President Obama has hit on similar themes in his remarks to college students over the years, as in his exhortation to Howard University graduates last month not to “shut folks out” when you disagree with them.
Washington Post columnist George Will sees a thinly veiled rebuttal to Obama’s line of thinking in Purdue University President Mitch Daniels’ address to his own graduates a week after the Happenstancer in Chief’s.
And four years after Daniels, the former governor of Indiana, turned down pleas from his fans to run for president, Will makes the case that Daniels’ message to grads shows he is “the president the nation needs.”
Notice how different Daniels’ message is from Obama’s, per the Purdue transcript:
Scholars on the topic of human happiness have proven that the single strongest key to a satisfying, fulfilling life is “earned success,” the kind that can come only from sustained effort, overcoming difficulties, dealing with setbacks [not just getting a diploma].

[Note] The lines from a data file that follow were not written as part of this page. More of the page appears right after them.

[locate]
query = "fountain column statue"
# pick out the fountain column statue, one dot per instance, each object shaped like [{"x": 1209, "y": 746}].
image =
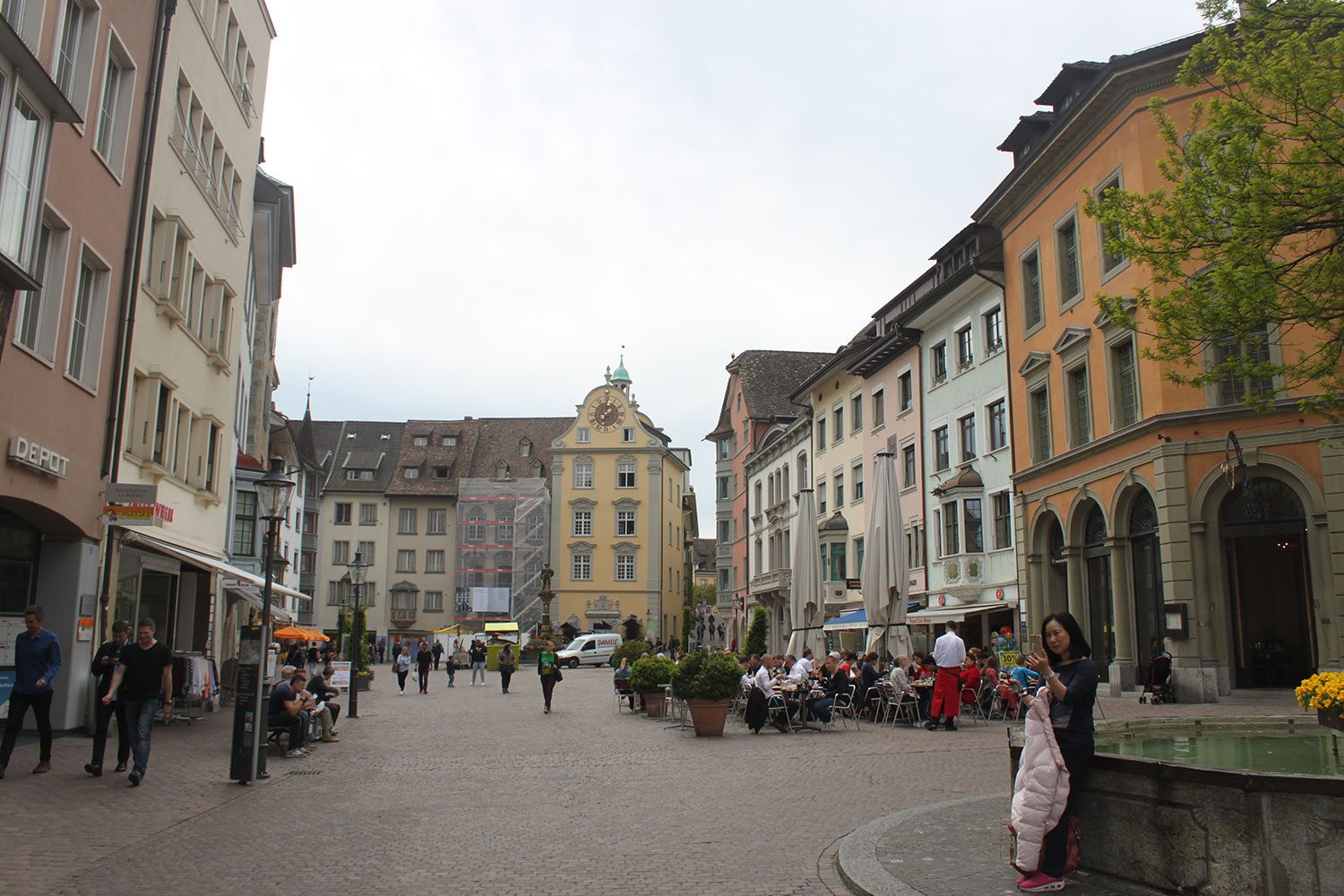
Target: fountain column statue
[{"x": 545, "y": 632}]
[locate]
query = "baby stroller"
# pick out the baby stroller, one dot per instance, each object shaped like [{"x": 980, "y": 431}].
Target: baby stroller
[{"x": 1158, "y": 686}]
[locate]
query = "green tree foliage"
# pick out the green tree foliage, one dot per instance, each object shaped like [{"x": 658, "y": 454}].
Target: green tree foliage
[
  {"x": 631, "y": 650},
  {"x": 1246, "y": 242},
  {"x": 755, "y": 633}
]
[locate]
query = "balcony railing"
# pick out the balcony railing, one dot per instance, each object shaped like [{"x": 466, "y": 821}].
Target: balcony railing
[
  {"x": 771, "y": 581},
  {"x": 964, "y": 568}
]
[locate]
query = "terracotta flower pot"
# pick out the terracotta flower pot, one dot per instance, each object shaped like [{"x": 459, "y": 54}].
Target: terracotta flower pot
[
  {"x": 709, "y": 716},
  {"x": 653, "y": 702}
]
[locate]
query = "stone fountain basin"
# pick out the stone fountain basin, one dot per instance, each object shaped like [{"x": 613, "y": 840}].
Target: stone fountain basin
[{"x": 1193, "y": 829}]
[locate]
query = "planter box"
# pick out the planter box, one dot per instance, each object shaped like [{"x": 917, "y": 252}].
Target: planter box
[{"x": 709, "y": 716}]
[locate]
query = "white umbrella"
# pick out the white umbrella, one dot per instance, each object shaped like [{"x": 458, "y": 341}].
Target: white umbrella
[
  {"x": 806, "y": 590},
  {"x": 884, "y": 571}
]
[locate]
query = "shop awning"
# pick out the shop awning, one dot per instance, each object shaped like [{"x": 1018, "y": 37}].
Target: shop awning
[
  {"x": 959, "y": 613},
  {"x": 253, "y": 597},
  {"x": 846, "y": 622},
  {"x": 210, "y": 563}
]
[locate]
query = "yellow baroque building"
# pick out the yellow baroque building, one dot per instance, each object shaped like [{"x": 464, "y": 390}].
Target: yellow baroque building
[{"x": 618, "y": 527}]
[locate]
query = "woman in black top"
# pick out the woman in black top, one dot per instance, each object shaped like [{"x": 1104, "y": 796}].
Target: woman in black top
[
  {"x": 424, "y": 657},
  {"x": 1072, "y": 677}
]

And yet, among many pernicious notions of our time, perhaps the most dangerous is the idea, sometimes implied and sometimes express, that life is more or less a lottery. That we are less masters of our fate than corks floating in a sea of luck. Or, even more absurd, that most of us are victims of some kind, and therefore in desperate need of others to protect us against a world of predators and against our own gullibility.
Daniels does not rule out the assists provided by “those parents, teachers, coaches, and others who nurtured” his graduating class, but emphasizes to grads: “Decisions you make, and effort you either do or don’t put in, will either increase or reduce the chances that life’s breaks break in your favor.”
He cites the words of Thomas Edison, Frederick Douglass and Samuel Goldwyn on the indispensability of hard work, and then shares a real-life story that could be a movie script (hint hint Steven Soderbergh):
A few years ago, an intriguing case came before the Indiana Supreme Court. A man who had trained and disciplined himself to count the cards at a blackjack table had been banned from Indiana casinos because he was winning too much. He hadn’t cheated, and he wasn’t just getting abnormally lucky. He was just winning by way of his hard work. The judges said the case pitted his right of access to a public space against the casinos’ right to decide who came on their property.
The court decided for the casinos. I can’t second-guess their reading of the law, but I admit I was rooting for the customer. All he had done was to tilt the odds in his favor, and he did it through his own effort, the kind Douglass called “honest, unremitting, and indefatigable.”
Daniels’ words magnify how the 2016 presidential race is “an echo, not a choice,” Will says – two presumptive nominees who tell Americans their core identity is victims and the government will fix their bad luck/inequality.
There’s always 2020 (hint hint President Daniels).